According to the Industry Agency under the Ministry of Industry and Trade, implementation of the decree has achieved progress in developing support industries, but shortcomings have emerged that need to be fixed. These include products prioritized for development, support industry product manufacturing technology, incentive beneficiaries of support industry production projects, as well as the decree’s compatibility with other legal documents.
The Industry Agency says support industry serves many new fields, and despite the diversification and expansion of the list of support industry products prioritized for development, it still lack products needing to be prioritized for development of specific industries. The Industry Agency, which is compiling the draft revision, is also expected to diversify beneficiaries of the decree’s incentives.

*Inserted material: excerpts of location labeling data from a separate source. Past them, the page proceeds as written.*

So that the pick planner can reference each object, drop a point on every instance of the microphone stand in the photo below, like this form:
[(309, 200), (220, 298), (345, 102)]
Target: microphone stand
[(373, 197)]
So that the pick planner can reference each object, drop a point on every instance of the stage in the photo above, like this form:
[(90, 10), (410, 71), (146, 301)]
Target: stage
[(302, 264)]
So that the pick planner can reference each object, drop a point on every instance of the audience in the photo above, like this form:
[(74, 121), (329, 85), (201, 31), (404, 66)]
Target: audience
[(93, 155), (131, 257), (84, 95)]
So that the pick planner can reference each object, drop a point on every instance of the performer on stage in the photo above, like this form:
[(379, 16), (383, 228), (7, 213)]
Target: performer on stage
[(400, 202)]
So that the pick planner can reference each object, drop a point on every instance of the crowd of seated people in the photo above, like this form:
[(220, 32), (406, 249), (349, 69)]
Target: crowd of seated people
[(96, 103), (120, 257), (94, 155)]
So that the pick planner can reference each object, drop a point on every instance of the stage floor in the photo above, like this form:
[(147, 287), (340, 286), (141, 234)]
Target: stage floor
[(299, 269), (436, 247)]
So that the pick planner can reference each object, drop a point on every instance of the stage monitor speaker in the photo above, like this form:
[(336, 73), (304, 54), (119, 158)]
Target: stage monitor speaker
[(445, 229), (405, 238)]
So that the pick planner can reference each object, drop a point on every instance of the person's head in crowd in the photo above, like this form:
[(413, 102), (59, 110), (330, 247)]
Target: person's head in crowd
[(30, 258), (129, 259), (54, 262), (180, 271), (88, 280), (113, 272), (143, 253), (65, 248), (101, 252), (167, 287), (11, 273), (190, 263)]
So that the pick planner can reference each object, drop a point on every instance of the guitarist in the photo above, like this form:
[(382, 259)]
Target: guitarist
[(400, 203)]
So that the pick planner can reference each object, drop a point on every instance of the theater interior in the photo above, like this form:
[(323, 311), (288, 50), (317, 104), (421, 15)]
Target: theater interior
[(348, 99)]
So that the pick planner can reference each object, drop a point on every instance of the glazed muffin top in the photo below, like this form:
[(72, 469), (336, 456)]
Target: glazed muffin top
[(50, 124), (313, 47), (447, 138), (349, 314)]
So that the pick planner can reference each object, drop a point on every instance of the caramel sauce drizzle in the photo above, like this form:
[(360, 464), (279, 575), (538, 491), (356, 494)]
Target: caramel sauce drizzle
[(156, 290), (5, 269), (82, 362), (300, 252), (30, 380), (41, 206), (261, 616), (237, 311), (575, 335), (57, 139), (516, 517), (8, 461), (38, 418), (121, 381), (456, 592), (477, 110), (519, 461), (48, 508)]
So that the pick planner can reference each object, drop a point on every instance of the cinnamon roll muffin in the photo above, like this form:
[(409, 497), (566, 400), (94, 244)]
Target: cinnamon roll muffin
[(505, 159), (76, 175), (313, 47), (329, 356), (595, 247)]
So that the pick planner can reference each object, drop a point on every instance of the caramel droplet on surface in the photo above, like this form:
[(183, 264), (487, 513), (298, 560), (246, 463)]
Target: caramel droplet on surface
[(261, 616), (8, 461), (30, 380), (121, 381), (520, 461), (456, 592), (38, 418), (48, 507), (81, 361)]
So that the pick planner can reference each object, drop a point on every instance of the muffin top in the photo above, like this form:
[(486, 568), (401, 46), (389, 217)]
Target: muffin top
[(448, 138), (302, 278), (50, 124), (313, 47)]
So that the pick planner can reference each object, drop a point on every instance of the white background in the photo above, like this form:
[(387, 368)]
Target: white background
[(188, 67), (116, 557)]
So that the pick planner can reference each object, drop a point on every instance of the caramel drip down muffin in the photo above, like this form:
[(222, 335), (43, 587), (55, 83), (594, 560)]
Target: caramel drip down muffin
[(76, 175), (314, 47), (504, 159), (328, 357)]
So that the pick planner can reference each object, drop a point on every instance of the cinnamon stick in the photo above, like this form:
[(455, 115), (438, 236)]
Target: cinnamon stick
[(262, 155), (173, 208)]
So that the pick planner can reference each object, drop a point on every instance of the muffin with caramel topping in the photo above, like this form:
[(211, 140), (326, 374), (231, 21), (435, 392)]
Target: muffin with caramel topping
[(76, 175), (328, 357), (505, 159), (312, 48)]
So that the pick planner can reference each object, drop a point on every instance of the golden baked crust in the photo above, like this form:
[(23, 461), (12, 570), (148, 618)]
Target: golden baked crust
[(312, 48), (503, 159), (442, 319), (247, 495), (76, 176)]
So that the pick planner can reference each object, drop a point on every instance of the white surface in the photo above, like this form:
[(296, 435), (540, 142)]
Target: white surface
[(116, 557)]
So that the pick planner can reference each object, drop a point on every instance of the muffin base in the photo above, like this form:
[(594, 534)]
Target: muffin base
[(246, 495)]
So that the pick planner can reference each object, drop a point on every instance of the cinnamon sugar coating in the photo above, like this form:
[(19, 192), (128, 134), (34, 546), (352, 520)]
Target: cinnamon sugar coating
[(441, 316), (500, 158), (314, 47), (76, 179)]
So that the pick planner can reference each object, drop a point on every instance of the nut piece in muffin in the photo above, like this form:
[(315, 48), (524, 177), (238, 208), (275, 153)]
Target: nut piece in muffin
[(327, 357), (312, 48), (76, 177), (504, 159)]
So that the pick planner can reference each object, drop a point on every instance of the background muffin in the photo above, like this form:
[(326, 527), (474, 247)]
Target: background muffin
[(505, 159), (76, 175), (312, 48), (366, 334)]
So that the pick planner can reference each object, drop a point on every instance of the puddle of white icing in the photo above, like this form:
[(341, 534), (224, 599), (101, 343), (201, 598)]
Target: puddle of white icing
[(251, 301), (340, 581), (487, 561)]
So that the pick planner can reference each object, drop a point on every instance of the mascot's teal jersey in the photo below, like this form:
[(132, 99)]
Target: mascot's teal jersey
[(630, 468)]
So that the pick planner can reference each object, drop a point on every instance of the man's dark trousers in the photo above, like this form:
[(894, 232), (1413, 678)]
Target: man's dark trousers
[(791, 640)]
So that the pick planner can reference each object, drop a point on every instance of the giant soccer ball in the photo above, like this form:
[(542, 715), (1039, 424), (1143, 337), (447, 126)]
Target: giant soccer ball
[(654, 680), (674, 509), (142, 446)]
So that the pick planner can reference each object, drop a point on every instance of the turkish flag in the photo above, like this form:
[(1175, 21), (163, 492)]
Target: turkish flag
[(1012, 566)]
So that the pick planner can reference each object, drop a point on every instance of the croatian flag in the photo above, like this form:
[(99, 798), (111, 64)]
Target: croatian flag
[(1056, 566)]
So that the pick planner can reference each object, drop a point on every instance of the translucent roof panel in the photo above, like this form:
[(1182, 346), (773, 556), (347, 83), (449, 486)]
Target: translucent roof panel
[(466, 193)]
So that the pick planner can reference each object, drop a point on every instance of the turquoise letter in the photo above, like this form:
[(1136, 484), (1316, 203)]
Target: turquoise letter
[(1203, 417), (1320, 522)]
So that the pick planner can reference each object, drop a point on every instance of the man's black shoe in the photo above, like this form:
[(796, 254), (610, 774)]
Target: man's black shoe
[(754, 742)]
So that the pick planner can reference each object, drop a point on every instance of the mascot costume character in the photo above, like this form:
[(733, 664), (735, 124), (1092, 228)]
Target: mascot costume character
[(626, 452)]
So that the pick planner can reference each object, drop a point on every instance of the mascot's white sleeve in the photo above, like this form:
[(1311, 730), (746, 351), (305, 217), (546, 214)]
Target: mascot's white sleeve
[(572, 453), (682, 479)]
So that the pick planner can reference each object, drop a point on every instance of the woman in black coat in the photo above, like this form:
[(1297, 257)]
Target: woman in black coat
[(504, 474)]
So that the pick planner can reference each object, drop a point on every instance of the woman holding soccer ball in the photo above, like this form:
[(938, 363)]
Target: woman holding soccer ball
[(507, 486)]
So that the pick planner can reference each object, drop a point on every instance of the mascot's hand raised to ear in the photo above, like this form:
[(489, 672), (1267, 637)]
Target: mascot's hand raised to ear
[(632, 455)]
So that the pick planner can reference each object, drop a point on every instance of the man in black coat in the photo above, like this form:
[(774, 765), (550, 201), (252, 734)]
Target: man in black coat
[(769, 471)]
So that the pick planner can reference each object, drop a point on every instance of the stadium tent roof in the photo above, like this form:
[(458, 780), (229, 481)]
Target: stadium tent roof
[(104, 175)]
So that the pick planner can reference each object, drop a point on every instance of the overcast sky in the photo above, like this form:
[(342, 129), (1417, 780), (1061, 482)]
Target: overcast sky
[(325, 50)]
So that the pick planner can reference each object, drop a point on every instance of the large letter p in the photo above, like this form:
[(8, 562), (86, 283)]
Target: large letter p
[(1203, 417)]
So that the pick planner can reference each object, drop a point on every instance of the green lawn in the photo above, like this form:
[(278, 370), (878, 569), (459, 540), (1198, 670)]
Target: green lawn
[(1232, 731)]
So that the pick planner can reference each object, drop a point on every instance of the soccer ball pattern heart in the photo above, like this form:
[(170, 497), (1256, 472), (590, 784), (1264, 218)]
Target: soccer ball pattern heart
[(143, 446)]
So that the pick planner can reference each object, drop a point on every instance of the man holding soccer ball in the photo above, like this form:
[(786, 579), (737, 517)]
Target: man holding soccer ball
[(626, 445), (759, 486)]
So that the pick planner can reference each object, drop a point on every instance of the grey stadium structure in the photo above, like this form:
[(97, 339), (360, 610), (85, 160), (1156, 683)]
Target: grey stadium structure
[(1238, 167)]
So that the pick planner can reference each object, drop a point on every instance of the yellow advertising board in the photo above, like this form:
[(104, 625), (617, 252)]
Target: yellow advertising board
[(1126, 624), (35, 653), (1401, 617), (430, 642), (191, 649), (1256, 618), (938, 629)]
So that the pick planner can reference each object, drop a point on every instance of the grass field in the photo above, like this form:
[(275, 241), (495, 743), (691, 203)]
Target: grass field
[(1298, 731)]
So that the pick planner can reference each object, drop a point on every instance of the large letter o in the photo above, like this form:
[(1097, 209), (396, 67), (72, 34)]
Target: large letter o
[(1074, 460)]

A report by the Ministry of Industry and Trade shows that there are about 3,300 support industry enterprises in Vietnam, including 1,800 manufacturers of spare parts and components, and more than 1,500 producers of raw materials for textile, garment and leather and footwear industries. Support industry companies account for almost 4.5 percent of all enterprises in the processing and manufacturing industry, and are providing jobs for more than 550,000 people.
Vietnamese enterprises are producing molds of all kinds, bicycle and motorbike components, standard mechanical components, electric cable, technical plastic and rubber components, and tires and inner tubes of all kinds, which have met domestic demand and are exported to many countries and territories worldwide, according to the report.
Component and spare part exports yielded more than US$26 billion, while textile, garment and leather and footwear material and accessory exports brought in UD$6 billion. Vietnam exported its support industry products China, the Republic of Korea (RoK), the US, and Japan.
The local content in some industries has improved, reaching 30-35 percent in household electronics, and 40 percent in automobile and motorbike production serving electronics. The local content of some automobile products has even exceeded targets set in the Vietnam automobile industry strategy and master plan.
Most major car manufacturers in the world, such as Toyota, Honda and Ford, operate in Vietnam, requiring components and spare parts suppliers. However, Vietnam lacks a high-quality steel and plastic industry, and manufacturers are forced to import materials with very high logistics costs so that cars imported from Thailand, for example, are still 10-20 percent cheaper than domestically manufactured cars.